This work (and related efforts like Img and Buildah) is a big deal.
Right now docker images and Dockerfiles are joined at the hip to the Docker daemon.
It works great for local development, but for hosted systems that run on containers, it's a dire mess. I have personally slammed head-first into Docker-in-Docker quagmires on Kubernetes and Concourse. Not knowing the particular arcane rites and having neither sufficient eye of newt nor sufficient patience to get it to work, I like everyone else in the universe gave up.
Not an acceptable state of affairs, given the many problems of Dockerfiles in themselves. Dockerfiles force an ugly choice. You can have ease of development or you can have fast, safe production images. But you can't really have both.
Kaniko is another step in the direction of divorcing docker images as a means of distributing bits from Dockerfiles as a means of describing docker images from Docker daemons as a means for assembling the images. All three are different and should no longer be conflated.
Disclosure: I work for Pivotal, we have a lot of stuff that does stuff with containers.
> Not knowing the particular arcane rites and having neither sufficient eye of newt nor sufficient patience to get it to work, I like everyone else in the universe gave up.
One thing I feel like more people need to know: Docker container-images are really not that hard to build "manually", without using Docker. Just because Docker itself builds images by repeatedly invoking `docker run` and then snapshotting the new layers, people think that's what their build tools need to do as well. No! You just need to have the files you want, and know the config you want, and the ability to build a tar file.
Here's a look inside an average one-layer Docker image:
$ mkdir busybox_image; cd busybox_image
$ docker pull busybox:latest
$ docker save busybox:latest | tar x
$ tree
.
├── 8ac48589692a53a9b8c2d1ceaa6b402665aa7fe667ba51ccc03002300856d8c7.json
├── f4752d3dbb207ca444ab74169ca5e21c5a47085c4aba49e367315bd4ca3a91ba
│ ├── VERSION
│ ├── json
│ └── layer.tar
├── manifest.json
└── repositories
1 directory, 6 files
• `repositories` contains the tag refs that will be imported when you `docker load` this archive;• `manifest.json` contains the declarations needed for the daemon to unpack the layers into its storage backend (just a listing of the layer.tar files, basically);
• the SHA-named config file specifies how to reconstruct a container from this archive, if you dumped it from a container (and I believe it's optional when constructing a "fresh" archive for `docker load`ing);
Each SHA-named layer directory contains:
• a `layer.tar` file, which is what you'd expect, e.g.:
-rwxr-xr-x 0 0 0 1037528 16 May 2017 bin/bash
• a `json` file, specifying (the patch of!) the container config that that layer creates. (If you're composing a docker image from scratch, you just need the one layer, so you don't have to worry about the patching semantics.)That's pretty much it.

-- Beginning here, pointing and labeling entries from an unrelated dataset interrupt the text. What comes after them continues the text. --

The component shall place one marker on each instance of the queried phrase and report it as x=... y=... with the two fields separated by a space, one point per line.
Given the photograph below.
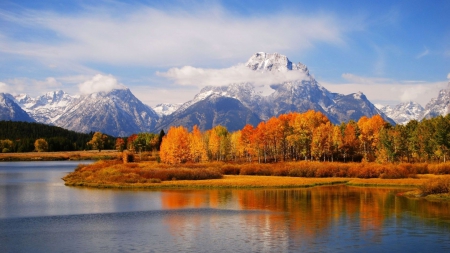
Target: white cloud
x=153 y=37
x=49 y=82
x=200 y=77
x=4 y=87
x=100 y=83
x=383 y=90
x=424 y=53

Make a directory that looks like that, tar it up, and `docker load` will accept it and turn it into something you can `docker push` to a registry. No need to have the privileges required to run docker containers (i.e. unshare(3)) in your environment. (And `docker load` and `docker push` work fine without a working Docker execution backend, IIRC.)

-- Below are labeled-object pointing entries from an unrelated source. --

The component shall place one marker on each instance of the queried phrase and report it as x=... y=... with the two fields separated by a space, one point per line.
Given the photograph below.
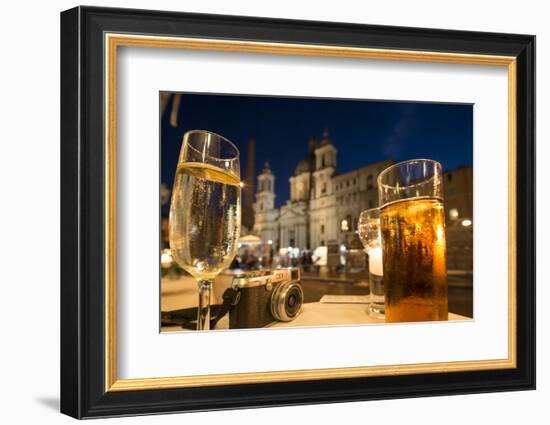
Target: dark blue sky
x=363 y=131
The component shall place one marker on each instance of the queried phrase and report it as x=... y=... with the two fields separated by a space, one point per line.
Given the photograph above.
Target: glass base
x=377 y=299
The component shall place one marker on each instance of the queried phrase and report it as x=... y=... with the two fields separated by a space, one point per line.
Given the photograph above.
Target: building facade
x=324 y=206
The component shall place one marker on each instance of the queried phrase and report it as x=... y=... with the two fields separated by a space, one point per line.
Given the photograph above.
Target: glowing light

> `docker load` them, `docker push` to a registry. No need to run docker in docker.
This is missing the point.
The point of the tool is to do docker builds + pushes on Kubernetes (or inside other containerized environments) securely.
If you can `docker load/push`, that means you have access to a docker daemon. If that daemon is not docker-in-docker, you have root on the machine since access to the docker.sock is trivially the same as root.
As such, to do `docker load` + `docker push` in a containerized environment reasonably securely, you do need either docker-in-docker (which is probably insecure anyways if you need the container to be privileged still).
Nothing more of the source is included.